Two months ago, we reported on the Fed's proposed changes to the Volcker rule. At the time, banks welcomed the news; they had long been hoping for a change to the rule, which was introduced after the 2008 financial crisis to curb proprietary trading at deposit-taking financial institutions, but which many banks found overly restrictive. The Securities Industry and Financial Markets Association, for instance, hailed the Fed's promised overhaul of the Volcker rule as a sign of the "growing recognition by policymakers of the unintended negative impact due to the excessive complexity of the current regulations."
But it seems the Fed's changes haven't appeased the banks.
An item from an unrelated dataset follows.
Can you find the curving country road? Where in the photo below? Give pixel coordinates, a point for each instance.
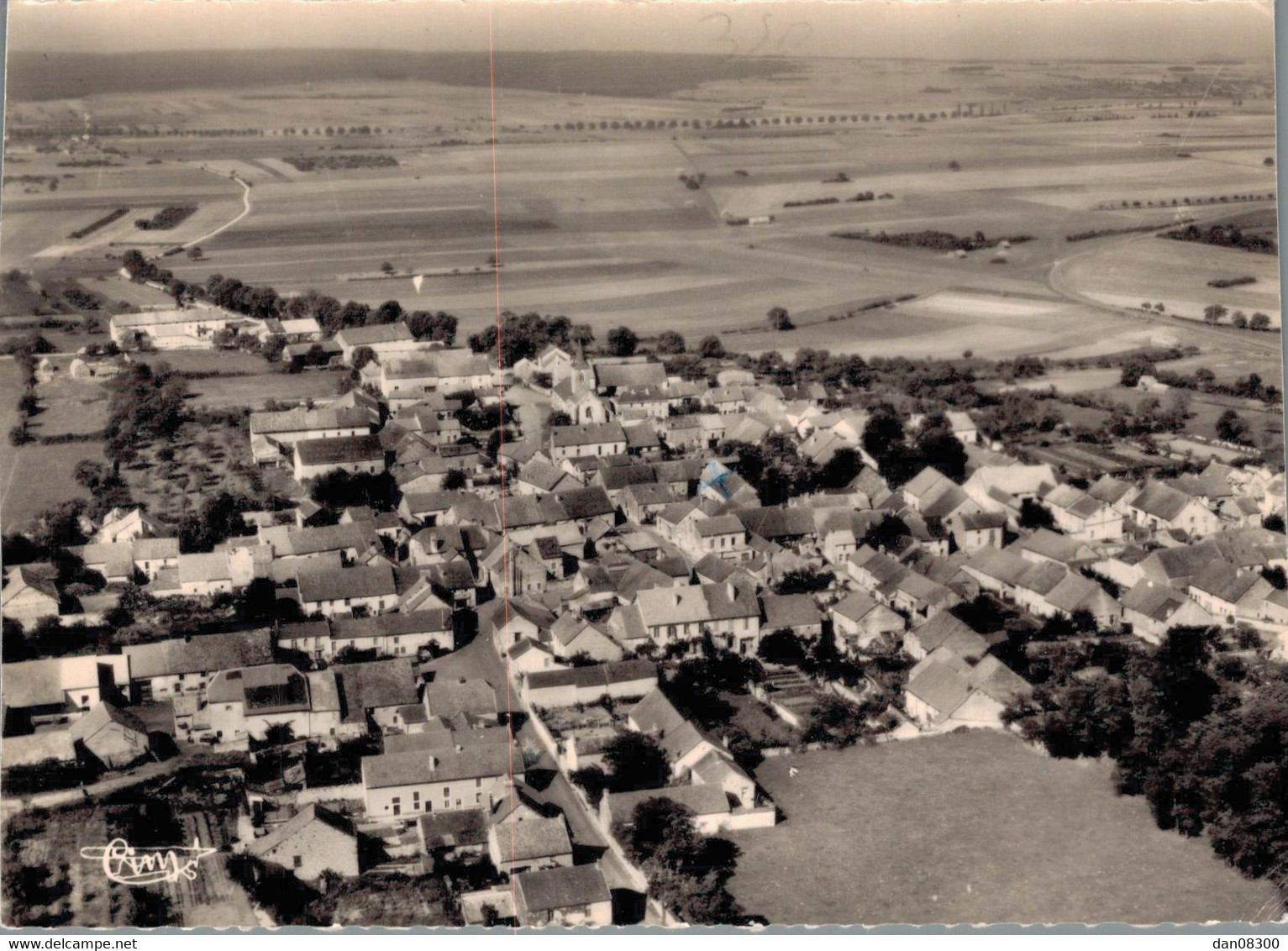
(246, 208)
(1058, 281)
Earlier this August, attorneys from major banks like JPMorgan Chase (NYSE: JPM), Bank of America (NYSE: BAC), Citigroup (NYSE: C), and Wells Fargo (NYSE: WFC) met with the Federal Reserve to complain about the proposed changes to the Volcker rule.
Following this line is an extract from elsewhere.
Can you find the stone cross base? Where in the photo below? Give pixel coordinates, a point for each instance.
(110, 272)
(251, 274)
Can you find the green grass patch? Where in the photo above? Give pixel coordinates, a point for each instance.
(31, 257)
The banks are mainly unhappy about one proposed change. The Volcker rule currently says regulators can presume that positions held by trading desks for less than 60 days violate the Volcker rule unless the banks prove that they do not. The Fed's new proposal would alter that standard to cover all available-for-sale securities, and if the absolute daily value of those trades over 90 days exceeded $25 million, the bank would be forced to show that it wasn't speculating for its own account. The banks argue that this is far too burdensome a standard.
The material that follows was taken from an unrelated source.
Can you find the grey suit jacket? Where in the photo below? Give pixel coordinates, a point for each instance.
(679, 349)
It's unclear if the Fed will address the bank's complaints, though the current Fed leadership and the Trump administration has been fairly friendly to banks. Chairman Jerome Powell has made it a priority to reduce what he calls "overly complex and inefficient" requirements. And back in May Trump took action to cushion the Volcker rule's impact by streamlining the Volcker rule as it applied to medium banks and exempting smaller banks altogether.